Use dataset_client

Client name: dataset_client

Rename tags

Command name: rename_tags

Command that rename a given tag in one or multiple input files

Return: A new import file

Options

Name
Type
Default
Required
Multiple
Description

-t / --tags

string

None

True

True

Tags to rename

-i / --input_files

path

None

True

True

Path to the input file where to rename tags

-n / --name

string

None

True

False

New tag name

-s / --suffix

string

None

False

False

Add suffix. If a suffix is specify we suffix view's name and real_name and all the concepts

Examples

Case 1: Rename one tag from a single input_file

dataset_client rename_tags -i client/input_file.json -t previous_tag -n NEW_TAG

Case 2: Rename one tag from multiple input_files

dataset_client rename_tags -i client/input_file.json -i input_file_2.json -t previous_tag -n NEW_TAG

Case 3: Rename multiples tags from a single input_files

dataset_client rename_tags -i client/input_file.json -t previous_tag -t prev_tag -n NEW_TAG

Case 4: Rename tag and add suffix

dataset_client rename_tags -i client/input_file.json -t previous_tag -n NEW_TAG -s _suffix

Import local images

Command name: import_local_images

Command that import local images and annotate them

Return: A new import file

Options

Name
Type
Default
Required
Multiple
Description

-apk / --api-key

string

None

True

False

API Key (you can find your API Key in the admin django platform)

-deepo-env

Choice

None

True

False

Deepo environment: stag,staging,dev,dev2,dev3,dev4,pre-prod,prod,prod-us1,us1>

-f / --folder

path

None

True

True

Folder to import

-o / --org-slug

string

None

True

False

Destination organization slug

-p / --project-slug

string

None

True

False

Destination project slug

Requirements

Metadata

In each folder you want to import, you have to add a metadata.txt file.

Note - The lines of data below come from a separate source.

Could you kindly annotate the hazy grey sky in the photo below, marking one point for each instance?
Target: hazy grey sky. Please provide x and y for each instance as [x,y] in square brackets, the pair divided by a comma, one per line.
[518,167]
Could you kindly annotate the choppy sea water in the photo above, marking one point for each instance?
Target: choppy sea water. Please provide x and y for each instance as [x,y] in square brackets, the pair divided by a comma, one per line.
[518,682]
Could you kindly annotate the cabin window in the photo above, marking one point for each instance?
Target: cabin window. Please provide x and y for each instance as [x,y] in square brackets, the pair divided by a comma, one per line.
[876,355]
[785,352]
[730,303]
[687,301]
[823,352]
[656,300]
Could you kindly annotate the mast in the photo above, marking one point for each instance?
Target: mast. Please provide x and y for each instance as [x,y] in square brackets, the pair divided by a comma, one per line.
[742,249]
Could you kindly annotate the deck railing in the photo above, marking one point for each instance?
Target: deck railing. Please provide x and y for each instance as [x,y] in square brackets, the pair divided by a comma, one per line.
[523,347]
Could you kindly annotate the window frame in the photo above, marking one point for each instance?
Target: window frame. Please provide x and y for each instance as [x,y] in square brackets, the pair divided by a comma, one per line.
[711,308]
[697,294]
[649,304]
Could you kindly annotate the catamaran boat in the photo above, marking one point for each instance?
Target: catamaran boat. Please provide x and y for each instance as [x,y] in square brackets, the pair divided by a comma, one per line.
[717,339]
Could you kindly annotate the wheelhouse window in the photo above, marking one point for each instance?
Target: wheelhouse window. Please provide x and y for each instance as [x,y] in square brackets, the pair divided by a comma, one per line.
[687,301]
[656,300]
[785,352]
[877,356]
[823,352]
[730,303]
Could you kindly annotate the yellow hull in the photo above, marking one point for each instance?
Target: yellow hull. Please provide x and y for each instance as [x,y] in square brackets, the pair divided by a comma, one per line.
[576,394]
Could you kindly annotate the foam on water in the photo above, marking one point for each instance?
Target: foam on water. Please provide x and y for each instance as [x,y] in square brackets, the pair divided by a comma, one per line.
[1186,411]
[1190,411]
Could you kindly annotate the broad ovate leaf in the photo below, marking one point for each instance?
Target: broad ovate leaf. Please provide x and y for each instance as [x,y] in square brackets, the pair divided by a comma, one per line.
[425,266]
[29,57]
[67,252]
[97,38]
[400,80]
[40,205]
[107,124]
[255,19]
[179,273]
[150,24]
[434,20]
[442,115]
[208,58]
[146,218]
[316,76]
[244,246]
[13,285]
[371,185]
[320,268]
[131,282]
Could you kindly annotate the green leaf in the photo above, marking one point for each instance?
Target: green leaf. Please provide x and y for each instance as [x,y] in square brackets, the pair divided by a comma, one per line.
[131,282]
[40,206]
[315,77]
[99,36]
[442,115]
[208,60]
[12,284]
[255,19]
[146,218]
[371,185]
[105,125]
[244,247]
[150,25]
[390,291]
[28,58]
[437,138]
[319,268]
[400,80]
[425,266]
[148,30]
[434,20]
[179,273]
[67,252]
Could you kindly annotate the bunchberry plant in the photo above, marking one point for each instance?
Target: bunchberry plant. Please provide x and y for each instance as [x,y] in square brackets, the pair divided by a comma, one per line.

Metadata file should contain

view_uuid="abcd1234-efgh5678-ijkl9012"
tags=["tag 1", "tag 2", ...]

If you specify tags="", the images will be imported in the project as Not annotated If you specify tags="without concept", the images will be imported and annotated as Without concept If you specify tags=["dog", "wolf"], the images will be imported in the project as dog and wolf

Examples

Case 1: Import local folder

dataset_client import_local_images -apk your_api_key --depo-env env -f path/to/your/folder/ -o org_slug -p project_slug

Export view

Command name: export_view

Command that export all views and annotations that match the given tags

Options

Name
Type
Default
Required
Multiple
Description

-t / --tags

string

None

True

True

Tags to find

-i / --input_files

path

None

True

True

Path to the input file where to rename tags

-s / --suffix

string

None

False

False

Add suffix. If a suffix is specify we suffix view's name and real_name and all the concepts

-flat / --flatten

None

False

False

Flatten all the views (all views are view root)

-tree / --tree

None

False

False

Tree views (views kept their tree)

--tag_only / --tag_only

None

False

False

Indicate that we only want to export this specific tag and associated annotations

If -flat or -tree aren't specify, it will be flatten by default

Examples

Case 1: Export views from a single input_file

dataset_client export_view -i input_file.json -t tag

Case 2: Export views from multiple input_files

dataset_client export_view -i input_file.json -i input_file_bis.json -t tag

Case 3: Export views and make it flatten (generate only view root)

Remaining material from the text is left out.